There’s no arguing that artificial intelligence still has a lot of unreliable aspects, but one would hope that at least its estimates would be accurate. However, last week, Google allegedly instructed contract workers who evaluated Gemini not to miss any clues, regardless of their experience, TechCrunch reported based on internal instructions it reviewed. Earlier this month, Google shared a preview of Gemini 2.0.
Google has reportedly instructed GlobalLogic, an outsourcing firm whose contractors evaluate artificial intelligence performance, to prevent reviewers from skipping over clues that are outside their expertise. Previously, contractors could skip any clue that went far beyond their competence, such as a doctor’s question about the law. The guidelines stated: “If you do not have the critical knowledge (e.g., coding, math) to evaluate this hint, please skip this task.”
Now, contractors have allegedly been instructed: “You should not skip prompts that require specialized knowledge in a particular area” and that they should “evaluate the parts of the prompt that you understand”, while adding a note that this is not an area in which they have expertise. Apparently, the only cases where contracts can be skipped is if a large chunk of information is missing or if it has harmful content that requires special consent forms to evaluate.
One contractor aptly reacted to the changes by saying, “I thought the point of skipping was to improve accuracy by passing it on to someone better?”
Shortly after this article was first published, Google provided the following statement: “Reviewers perform a wide range of tasks across many different Google products and platforms. They provide valuable insights not only into the content of answers, but also into style, format, and other factors. The scores they provide don’t directly affect our algorithms, but collectively they are useful data that helps us assess how well our systems are performing.”

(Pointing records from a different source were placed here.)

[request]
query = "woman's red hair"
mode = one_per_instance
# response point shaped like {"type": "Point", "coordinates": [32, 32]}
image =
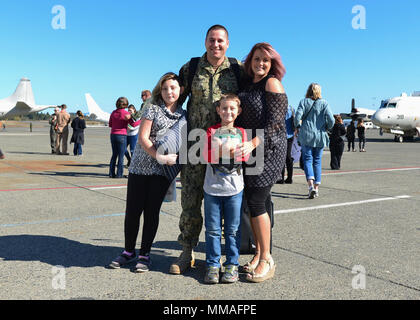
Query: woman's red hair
{"type": "Point", "coordinates": [277, 68]}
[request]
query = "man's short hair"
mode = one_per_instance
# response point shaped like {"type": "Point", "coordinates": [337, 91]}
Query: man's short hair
{"type": "Point", "coordinates": [217, 27]}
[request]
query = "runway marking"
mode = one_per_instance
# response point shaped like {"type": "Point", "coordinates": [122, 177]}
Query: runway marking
{"type": "Point", "coordinates": [21, 224]}
{"type": "Point", "coordinates": [73, 187]}
{"type": "Point", "coordinates": [364, 171]}
{"type": "Point", "coordinates": [108, 187]}
{"type": "Point", "coordinates": [9, 225]}
{"type": "Point", "coordinates": [343, 204]}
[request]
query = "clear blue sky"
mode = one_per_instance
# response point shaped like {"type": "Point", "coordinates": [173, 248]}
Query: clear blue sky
{"type": "Point", "coordinates": [118, 48]}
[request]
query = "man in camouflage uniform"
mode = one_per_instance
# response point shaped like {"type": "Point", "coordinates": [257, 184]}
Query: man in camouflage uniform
{"type": "Point", "coordinates": [214, 76]}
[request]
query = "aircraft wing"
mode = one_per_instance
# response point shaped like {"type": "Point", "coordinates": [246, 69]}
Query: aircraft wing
{"type": "Point", "coordinates": [23, 108]}
{"type": "Point", "coordinates": [20, 108]}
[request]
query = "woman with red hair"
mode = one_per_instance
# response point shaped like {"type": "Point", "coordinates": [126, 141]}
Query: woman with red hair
{"type": "Point", "coordinates": [264, 105]}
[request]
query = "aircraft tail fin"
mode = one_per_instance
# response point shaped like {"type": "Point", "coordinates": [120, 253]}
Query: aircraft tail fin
{"type": "Point", "coordinates": [24, 92]}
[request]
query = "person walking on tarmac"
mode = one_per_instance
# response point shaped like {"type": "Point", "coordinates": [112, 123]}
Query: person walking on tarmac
{"type": "Point", "coordinates": [290, 134]}
{"type": "Point", "coordinates": [53, 123]}
{"type": "Point", "coordinates": [337, 143]}
{"type": "Point", "coordinates": [205, 79]}
{"type": "Point", "coordinates": [351, 136]}
{"type": "Point", "coordinates": [62, 129]}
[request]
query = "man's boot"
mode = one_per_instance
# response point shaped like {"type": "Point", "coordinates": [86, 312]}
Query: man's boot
{"type": "Point", "coordinates": [185, 261]}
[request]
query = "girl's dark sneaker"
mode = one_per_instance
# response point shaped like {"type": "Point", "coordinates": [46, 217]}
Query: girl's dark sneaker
{"type": "Point", "coordinates": [143, 264]}
{"type": "Point", "coordinates": [122, 260]}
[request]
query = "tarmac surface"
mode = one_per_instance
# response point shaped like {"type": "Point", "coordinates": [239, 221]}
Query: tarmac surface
{"type": "Point", "coordinates": [61, 224]}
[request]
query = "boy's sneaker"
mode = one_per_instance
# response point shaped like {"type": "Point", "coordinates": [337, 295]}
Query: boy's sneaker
{"type": "Point", "coordinates": [143, 264]}
{"type": "Point", "coordinates": [212, 275]}
{"type": "Point", "coordinates": [231, 274]}
{"type": "Point", "coordinates": [312, 193]}
{"type": "Point", "coordinates": [122, 260]}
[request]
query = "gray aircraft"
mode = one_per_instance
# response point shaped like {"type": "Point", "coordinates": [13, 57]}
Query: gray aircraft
{"type": "Point", "coordinates": [399, 116]}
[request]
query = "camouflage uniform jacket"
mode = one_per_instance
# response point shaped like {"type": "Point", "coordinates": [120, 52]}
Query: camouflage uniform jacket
{"type": "Point", "coordinates": [207, 88]}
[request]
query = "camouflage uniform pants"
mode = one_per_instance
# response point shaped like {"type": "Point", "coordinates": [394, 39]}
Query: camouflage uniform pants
{"type": "Point", "coordinates": [191, 220]}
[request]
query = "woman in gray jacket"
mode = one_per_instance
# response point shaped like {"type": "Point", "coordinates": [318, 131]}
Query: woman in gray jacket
{"type": "Point", "coordinates": [313, 118]}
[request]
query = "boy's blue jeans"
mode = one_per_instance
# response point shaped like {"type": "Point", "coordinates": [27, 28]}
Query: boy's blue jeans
{"type": "Point", "coordinates": [228, 208]}
{"type": "Point", "coordinates": [312, 160]}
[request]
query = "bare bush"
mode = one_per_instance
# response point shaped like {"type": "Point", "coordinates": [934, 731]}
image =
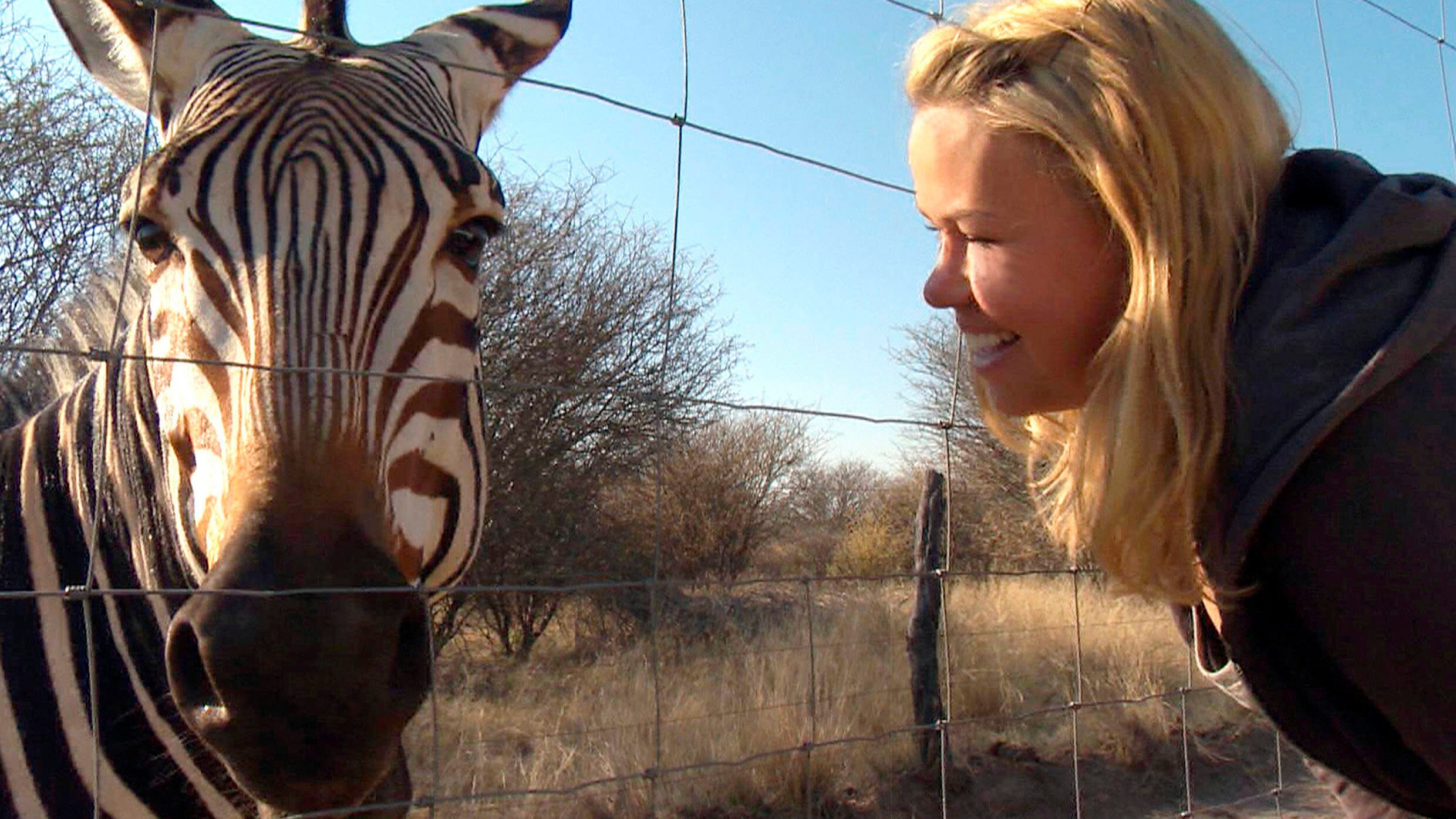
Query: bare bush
{"type": "Point", "coordinates": [593, 352]}
{"type": "Point", "coordinates": [717, 499]}
{"type": "Point", "coordinates": [66, 147]}
{"type": "Point", "coordinates": [993, 515]}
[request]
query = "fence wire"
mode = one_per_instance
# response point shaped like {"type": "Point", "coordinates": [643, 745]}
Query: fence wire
{"type": "Point", "coordinates": [819, 697]}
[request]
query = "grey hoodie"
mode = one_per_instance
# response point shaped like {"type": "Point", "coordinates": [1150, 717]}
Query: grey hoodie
{"type": "Point", "coordinates": [1336, 521]}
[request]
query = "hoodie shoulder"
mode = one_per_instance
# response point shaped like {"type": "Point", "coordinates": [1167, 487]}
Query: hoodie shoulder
{"type": "Point", "coordinates": [1354, 280]}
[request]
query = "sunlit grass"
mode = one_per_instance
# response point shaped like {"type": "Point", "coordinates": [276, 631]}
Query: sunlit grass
{"type": "Point", "coordinates": [734, 687]}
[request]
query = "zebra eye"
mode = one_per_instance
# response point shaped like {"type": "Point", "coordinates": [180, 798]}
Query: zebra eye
{"type": "Point", "coordinates": [468, 242]}
{"type": "Point", "coordinates": [152, 241]}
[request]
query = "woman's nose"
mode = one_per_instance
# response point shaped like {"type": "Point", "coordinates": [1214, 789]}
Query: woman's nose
{"type": "Point", "coordinates": [947, 286]}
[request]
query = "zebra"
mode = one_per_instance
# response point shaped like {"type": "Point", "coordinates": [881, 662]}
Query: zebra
{"type": "Point", "coordinates": [292, 410]}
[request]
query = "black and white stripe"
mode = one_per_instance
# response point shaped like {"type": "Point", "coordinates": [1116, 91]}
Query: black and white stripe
{"type": "Point", "coordinates": [309, 222]}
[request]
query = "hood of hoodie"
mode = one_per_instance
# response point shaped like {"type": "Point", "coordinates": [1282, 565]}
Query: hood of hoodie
{"type": "Point", "coordinates": [1354, 280]}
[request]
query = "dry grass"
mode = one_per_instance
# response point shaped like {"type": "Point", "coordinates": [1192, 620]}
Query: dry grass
{"type": "Point", "coordinates": [736, 688]}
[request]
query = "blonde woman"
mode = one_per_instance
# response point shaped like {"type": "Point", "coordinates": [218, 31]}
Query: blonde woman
{"type": "Point", "coordinates": [1232, 369]}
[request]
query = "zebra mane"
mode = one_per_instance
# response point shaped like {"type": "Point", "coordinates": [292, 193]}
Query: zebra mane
{"type": "Point", "coordinates": [83, 322]}
{"type": "Point", "coordinates": [325, 23]}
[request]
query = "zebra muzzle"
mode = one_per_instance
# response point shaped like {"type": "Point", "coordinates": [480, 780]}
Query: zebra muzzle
{"type": "Point", "coordinates": [304, 693]}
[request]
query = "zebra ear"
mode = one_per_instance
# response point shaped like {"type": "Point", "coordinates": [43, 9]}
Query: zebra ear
{"type": "Point", "coordinates": [114, 41]}
{"type": "Point", "coordinates": [486, 50]}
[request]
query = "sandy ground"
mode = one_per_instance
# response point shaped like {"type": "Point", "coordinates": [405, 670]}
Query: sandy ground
{"type": "Point", "coordinates": [1233, 777]}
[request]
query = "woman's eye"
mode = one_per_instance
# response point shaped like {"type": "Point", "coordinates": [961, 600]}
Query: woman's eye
{"type": "Point", "coordinates": [152, 241]}
{"type": "Point", "coordinates": [468, 242]}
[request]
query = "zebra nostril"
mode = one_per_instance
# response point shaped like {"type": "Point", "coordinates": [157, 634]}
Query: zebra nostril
{"type": "Point", "coordinates": [410, 678]}
{"type": "Point", "coordinates": [191, 685]}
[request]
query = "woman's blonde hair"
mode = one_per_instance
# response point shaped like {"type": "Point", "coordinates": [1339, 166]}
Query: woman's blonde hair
{"type": "Point", "coordinates": [1178, 139]}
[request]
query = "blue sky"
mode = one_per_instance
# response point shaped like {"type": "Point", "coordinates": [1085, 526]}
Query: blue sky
{"type": "Point", "coordinates": [819, 273]}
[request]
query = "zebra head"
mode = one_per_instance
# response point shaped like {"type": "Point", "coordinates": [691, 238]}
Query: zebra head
{"type": "Point", "coordinates": [312, 219]}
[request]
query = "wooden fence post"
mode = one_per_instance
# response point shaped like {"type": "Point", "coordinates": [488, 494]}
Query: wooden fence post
{"type": "Point", "coordinates": [925, 620]}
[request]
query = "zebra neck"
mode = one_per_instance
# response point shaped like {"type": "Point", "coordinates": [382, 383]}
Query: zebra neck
{"type": "Point", "coordinates": [95, 454]}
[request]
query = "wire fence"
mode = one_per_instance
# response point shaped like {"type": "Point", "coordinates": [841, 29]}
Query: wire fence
{"type": "Point", "coordinates": [800, 727]}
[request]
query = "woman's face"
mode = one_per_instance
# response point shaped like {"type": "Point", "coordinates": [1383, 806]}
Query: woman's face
{"type": "Point", "coordinates": [1029, 261]}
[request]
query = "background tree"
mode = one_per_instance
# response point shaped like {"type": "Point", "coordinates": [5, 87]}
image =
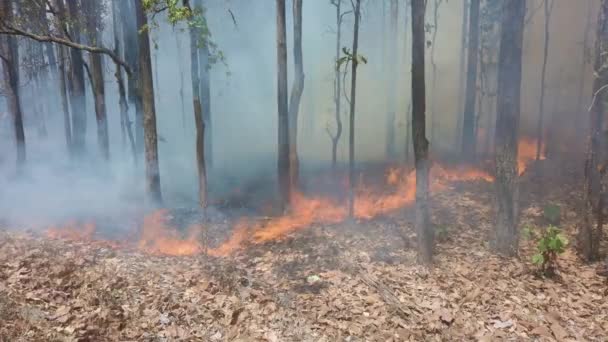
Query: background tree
{"type": "Point", "coordinates": [296, 94]}
{"type": "Point", "coordinates": [283, 134]}
{"type": "Point", "coordinates": [149, 109]}
{"type": "Point", "coordinates": [596, 164]}
{"type": "Point", "coordinates": [424, 230]}
{"type": "Point", "coordinates": [9, 53]}
{"type": "Point", "coordinates": [468, 133]}
{"type": "Point", "coordinates": [506, 237]}
{"type": "Point", "coordinates": [548, 7]}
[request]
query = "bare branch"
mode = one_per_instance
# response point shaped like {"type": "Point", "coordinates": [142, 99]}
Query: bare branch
{"type": "Point", "coordinates": [14, 31]}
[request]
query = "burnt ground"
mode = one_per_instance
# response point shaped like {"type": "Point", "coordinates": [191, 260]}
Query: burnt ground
{"type": "Point", "coordinates": [356, 281]}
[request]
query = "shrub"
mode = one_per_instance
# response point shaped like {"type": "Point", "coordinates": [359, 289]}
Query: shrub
{"type": "Point", "coordinates": [552, 243]}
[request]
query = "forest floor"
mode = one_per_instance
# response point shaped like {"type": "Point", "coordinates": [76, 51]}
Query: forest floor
{"type": "Point", "coordinates": [356, 281]}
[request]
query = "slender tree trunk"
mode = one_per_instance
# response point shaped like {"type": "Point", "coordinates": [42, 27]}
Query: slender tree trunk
{"type": "Point", "coordinates": [283, 117]}
{"type": "Point", "coordinates": [584, 61]}
{"type": "Point", "coordinates": [353, 93]}
{"type": "Point", "coordinates": [10, 51]}
{"type": "Point", "coordinates": [424, 230]}
{"type": "Point", "coordinates": [506, 237]}
{"type": "Point", "coordinates": [541, 112]}
{"type": "Point", "coordinates": [434, 72]}
{"type": "Point", "coordinates": [462, 69]}
{"type": "Point", "coordinates": [205, 89]}
{"type": "Point", "coordinates": [122, 99]}
{"type": "Point", "coordinates": [391, 152]}
{"type": "Point", "coordinates": [195, 37]}
{"type": "Point", "coordinates": [335, 139]}
{"type": "Point", "coordinates": [590, 233]}
{"type": "Point", "coordinates": [97, 83]}
{"type": "Point", "coordinates": [149, 111]}
{"type": "Point", "coordinates": [131, 54]}
{"type": "Point", "coordinates": [67, 126]}
{"type": "Point", "coordinates": [296, 95]}
{"type": "Point", "coordinates": [468, 133]}
{"type": "Point", "coordinates": [77, 95]}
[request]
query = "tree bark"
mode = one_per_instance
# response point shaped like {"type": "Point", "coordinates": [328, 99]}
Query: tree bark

The Google representative also noted that the new language will not necessarily lead to changes in Gemini’s accuracy, as they ask users to rate only the parts of the prompts that they understand. This can include providing feedback on things like formatting issues, even if the evaluator does not have specific expertise in this area. The company also noted that this week it released the FACTS Grounding test, which can be used to check LLM responses to ensure that “they are not only factually accurate with respect to the data provided, but also detailed enough to provide satisfactory answers to user queries.”